Sanzaar, if nothing else, deserve a little respect for being as committed as they are to their belief they can make the expanded Super Rugby conference system work.
Investing in the long game as they obviously are, may yet prove to be the smartest play.
Maybe in 10 years or so when a team from the USA plays the Sunwolves in the final, this whole business of global domination will be vindicated.
But if setting up new teams in new territories in 2021 as appears to now be the longer-term strategic vision is going to have any chance of increasing the competitiveness and value of the competition, then first there has to be contraction in two of the existing territories.
What's staring Sanzaar and its partners in the face is that they can't build a bigger, sustainable competition from the current foundations. At great expense, consultancy firm Accenture has been asked to produce a blueprint of what Super Rugby should look like beyond the terms of the five-year broadcast deal that began this year.
Detail hasn't been finalised but the indications are that the plan will be to site new teams in emerging rugby markets such as the USA, South America and Asia. Rugby is growing in popularity in pockets of these wider geographic zones and, perhaps just as importantly from an executive viewpoint, there is the lure of broadcast and sponsorship dollars.
Listen: Radio Sport's Kent Johns discusses the Super Rugby draw with Hurricanes CEO Avan Lee:
Sanzaar give off this vibe that they want to, in time, build a 20-plus team competition with a presence across the new world. They believe that the next phase of expansion is loaded with possibility, not just in where teams could be based and how many are included, but also in the format adopted.
Again, this may be the right plan, it may not. The only thing for certain is that if Sanzaar don't strengthen the respective situations in South Africa and Australia in the immediate future, then their grand vision will collapse.
The ratios will be all wrong: there will be a handful of genuine contenders and the rest will be making up the numbers - being lauded for avoiding 50-point hidings while their bemused coaches will talk about the incredible "learnings" they take from each hiding and how it is all onwards and upwards.
But no one will be fooled which is why Accenture has asked Sanzaar to consider chopping one team in Australia and one in South Africa in time for the 2018 season.
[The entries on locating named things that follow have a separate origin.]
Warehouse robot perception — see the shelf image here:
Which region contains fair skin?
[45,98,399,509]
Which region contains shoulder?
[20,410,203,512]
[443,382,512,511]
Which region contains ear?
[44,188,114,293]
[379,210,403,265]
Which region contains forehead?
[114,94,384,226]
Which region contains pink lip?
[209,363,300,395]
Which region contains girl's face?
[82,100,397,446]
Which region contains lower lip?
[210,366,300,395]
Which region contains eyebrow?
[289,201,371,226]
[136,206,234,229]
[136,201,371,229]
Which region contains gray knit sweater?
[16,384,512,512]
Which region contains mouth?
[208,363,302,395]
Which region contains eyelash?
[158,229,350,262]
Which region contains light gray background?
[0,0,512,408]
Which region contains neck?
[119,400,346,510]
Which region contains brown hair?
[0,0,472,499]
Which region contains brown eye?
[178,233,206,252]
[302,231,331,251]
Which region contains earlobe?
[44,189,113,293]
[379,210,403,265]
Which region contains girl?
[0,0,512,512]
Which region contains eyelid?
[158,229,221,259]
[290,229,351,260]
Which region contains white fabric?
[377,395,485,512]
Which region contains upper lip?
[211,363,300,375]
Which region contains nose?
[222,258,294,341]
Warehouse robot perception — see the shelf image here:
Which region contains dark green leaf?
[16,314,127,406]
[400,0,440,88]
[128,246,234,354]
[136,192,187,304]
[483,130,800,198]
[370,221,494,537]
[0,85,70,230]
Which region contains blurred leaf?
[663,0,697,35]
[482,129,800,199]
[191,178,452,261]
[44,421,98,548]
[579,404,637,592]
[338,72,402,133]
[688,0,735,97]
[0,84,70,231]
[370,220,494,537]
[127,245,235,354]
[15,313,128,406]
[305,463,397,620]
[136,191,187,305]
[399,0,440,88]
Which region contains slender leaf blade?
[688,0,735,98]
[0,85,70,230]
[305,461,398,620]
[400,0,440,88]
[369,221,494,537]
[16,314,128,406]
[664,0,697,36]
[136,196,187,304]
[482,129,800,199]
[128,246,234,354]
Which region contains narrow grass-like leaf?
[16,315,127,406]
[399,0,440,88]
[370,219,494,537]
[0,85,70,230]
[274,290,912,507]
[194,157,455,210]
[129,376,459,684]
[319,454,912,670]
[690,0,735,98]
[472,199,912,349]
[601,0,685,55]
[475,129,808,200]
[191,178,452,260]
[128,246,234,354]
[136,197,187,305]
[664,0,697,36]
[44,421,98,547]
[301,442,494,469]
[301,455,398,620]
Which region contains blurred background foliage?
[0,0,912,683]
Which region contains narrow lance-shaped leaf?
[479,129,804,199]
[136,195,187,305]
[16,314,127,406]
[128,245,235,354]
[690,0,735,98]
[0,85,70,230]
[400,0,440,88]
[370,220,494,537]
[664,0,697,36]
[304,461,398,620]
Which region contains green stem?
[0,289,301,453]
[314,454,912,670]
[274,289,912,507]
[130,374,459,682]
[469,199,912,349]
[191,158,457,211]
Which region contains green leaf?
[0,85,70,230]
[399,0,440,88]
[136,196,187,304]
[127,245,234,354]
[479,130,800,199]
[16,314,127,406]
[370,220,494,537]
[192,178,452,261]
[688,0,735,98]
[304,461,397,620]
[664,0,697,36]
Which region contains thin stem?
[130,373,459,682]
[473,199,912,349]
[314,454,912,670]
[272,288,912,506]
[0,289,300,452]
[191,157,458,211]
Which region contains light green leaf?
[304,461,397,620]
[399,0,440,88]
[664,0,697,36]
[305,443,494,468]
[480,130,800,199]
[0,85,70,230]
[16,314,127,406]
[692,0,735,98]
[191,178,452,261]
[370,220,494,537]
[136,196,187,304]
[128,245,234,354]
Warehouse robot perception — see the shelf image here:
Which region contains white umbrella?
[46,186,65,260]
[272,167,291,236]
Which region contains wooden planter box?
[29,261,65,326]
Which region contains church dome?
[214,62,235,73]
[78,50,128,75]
Neither country can make any sensible or compelling rugby argument that they can sustain their current allocation of teams.
The Australian Rugby Union has tried to establish the game in Perth, but it's time to say that brave venture needs to be abandoned. The Force are sucking up cash the ARU can't afford and pulling players from too many places - weakening the other four teams in the process.
It would be madness for Sanzaar to press on with expansion plans when the Western Force are such a liability. They need to be chopped and Australia reduced to four teams for the 2018 season. If they come down to four teams, the concentration of better players will be higher, individual skills can be more quickly improved and internal competition can drive inensity.
The situation is not so different in South Africa where they don't have the players to successfully run six teams. Like the Australians, they have to make a sacrifice for the greater good of Super Rugby and blade one of their teams.
For the moment, Sanzaar urgently needs to push the message that less is more: that consolidation is a stop on the road to expansion.